本文包括第二期實戰營的第2課內容。本來是想給官方教程做做補充的,沒想到官方教程的質量還是相當高的,跟著一步一步做基本上沒啥坑。所以這篇筆記主要是拆解一下InternStudio封裝的一些東西,防止在本地復現時出現各種問題。
搭建環境
首先是搭建環境這裡,官方教程說:
進入開發機後,在 `terminal` 中輸入環境配置命令 (配置環境時間較長,需耐心等待):
studio-conda -o internlm-base -t demo
# 與 studio-conda 等效的配置方案
# conda create -n demo python==3.10 -y
# conda activate demo
# conda install pytorch==2.0.1 torchvision==0.15.2 torchaudio==2.0.2 pytorch-cuda=11.7 -c pytorch -c nvidia
studio-conda
探秘
那麼,這句studio-conda -o internlm-base -t demo
究竟是什麼呢?我們直接檢視一下/root/.bashrc
,發現裡面就一句:
source /share/.aide/config/bashrc
繼續檢視/share/.aide/config/bashrc
,這個可長了,這裡給出最後兩句:
export HF_ENDPOINT='https://hf-mirror.com'
alias studio-conda="/share/install_conda_env.sh"
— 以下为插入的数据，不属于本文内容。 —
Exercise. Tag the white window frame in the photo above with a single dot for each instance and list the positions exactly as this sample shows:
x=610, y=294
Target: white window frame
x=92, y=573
alias studio-smi="/share/studio-smi"
點選檢視/share/.aide/config/bashrc
的全部程式碼
#! /bin/bash
# ~/.bashrc: executed by bash(1) for non-login shells.
# see /usr/share/doc/bash/examples/startup-files (in the package bash-doc)
# for examples
# If not running interactively, don't do anything
case $- in
*i*) ;;
*) return;;
esac
# don't put duplicate lines or lines starting with space in the history.
# See bash(1) for more options
HISTCONTROL=ignoreboth
# append to the history file, don't overwrite it
shopt -s histappend
# for setting history length see HISTSIZE and HISTFILESIZE in bash(1)
HISTSIZE=1000
HISTFILESIZE=2000
# check the window size after each command and, if necessary,
# update the values of LINES and COLUMNS.
shopt -s checkwinsize
# If set, the pattern "**" used in a pathname expansion context will
# match all files and zero or more directories and subdirectories.
#shopt -s globstar
# make less more friendly for non-text input files, see lesspipe(1)
[ -x /usr/bin/lesspipe ] && eval "$(SHELL=/bin/sh lesspipe)"
# set variable identifying the chroot you work in (used in the prompt below)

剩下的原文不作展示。